KEY POINTS
  • The U.S. government is rolling out a massive study of long Covid in an effort to understand the mysterious condition.
  • The study, Recover, aims to complete enrollment of nearly 40,000 people by year-end.
  • The National Institutes of Health also plans to launch clinical trials on potential treatments in coming months.
  • However, critics say the study's rollout is moving too slowly.
  • Scientists, physicians and public health officials are worried millions of Americans may have long-term health complications from Covid-19.
A healthcare worker administers a Covid-19 test at testing site in San Francisco, California, U.S., on Monday, Jan. 10, 2022.

The National Institutes of Health is rolling out one of the largest studies in the world to understand long Covid in a high-stakes effort to find definitive answers about a multitude of seemingly unrelated and sometimes debilitating symptoms that have plagued patients and confounded physicians.

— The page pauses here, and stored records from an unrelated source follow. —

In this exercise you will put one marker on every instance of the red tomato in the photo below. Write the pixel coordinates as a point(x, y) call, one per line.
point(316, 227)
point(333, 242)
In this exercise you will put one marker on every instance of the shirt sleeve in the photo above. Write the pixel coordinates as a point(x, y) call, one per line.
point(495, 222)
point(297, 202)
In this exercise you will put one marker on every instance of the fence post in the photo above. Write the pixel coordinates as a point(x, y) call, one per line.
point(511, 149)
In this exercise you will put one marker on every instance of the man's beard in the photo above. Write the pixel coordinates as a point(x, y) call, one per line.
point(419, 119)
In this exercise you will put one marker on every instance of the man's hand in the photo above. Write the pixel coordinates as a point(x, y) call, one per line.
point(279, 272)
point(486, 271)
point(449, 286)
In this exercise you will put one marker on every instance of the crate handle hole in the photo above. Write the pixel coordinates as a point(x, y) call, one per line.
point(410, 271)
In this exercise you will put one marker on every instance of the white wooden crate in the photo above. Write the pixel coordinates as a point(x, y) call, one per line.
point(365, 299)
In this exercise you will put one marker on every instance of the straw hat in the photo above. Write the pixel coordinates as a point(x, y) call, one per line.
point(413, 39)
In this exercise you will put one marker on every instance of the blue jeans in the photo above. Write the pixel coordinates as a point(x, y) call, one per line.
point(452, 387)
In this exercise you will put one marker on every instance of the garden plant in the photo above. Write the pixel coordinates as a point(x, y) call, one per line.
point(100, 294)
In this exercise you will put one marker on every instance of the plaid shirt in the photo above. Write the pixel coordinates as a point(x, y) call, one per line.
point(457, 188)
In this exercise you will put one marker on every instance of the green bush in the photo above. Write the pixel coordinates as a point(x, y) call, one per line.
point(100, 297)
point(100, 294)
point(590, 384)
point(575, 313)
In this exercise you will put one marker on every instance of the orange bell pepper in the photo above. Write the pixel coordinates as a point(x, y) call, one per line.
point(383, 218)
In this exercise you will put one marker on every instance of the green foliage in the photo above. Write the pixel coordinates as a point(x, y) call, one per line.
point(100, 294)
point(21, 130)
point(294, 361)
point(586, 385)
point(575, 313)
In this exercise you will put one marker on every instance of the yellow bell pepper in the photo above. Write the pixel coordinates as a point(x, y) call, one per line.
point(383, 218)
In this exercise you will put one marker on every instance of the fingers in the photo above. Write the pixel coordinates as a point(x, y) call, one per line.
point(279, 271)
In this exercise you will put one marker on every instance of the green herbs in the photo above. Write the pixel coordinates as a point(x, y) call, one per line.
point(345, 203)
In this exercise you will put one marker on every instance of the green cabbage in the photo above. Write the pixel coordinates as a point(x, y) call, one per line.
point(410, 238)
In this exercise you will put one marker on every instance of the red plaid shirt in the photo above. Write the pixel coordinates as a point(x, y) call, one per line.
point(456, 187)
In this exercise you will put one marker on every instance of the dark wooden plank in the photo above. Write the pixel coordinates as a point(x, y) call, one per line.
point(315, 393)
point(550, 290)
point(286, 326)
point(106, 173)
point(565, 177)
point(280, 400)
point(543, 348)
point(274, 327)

The $1.15 billion taxpayer-funded study, called Recover, aims to enroll nearly 40,000 people by the end of this year. It will follow those participants over four years, comparing people with Covid to those who've never had it, with the goal of identifying all the long-term symptoms and finding out how the virus is causing them. The Patient-Led Research Collaborative said there were more than 200 long Covid symptoms across 10 organ systems, according to a study published last year in The Lancet.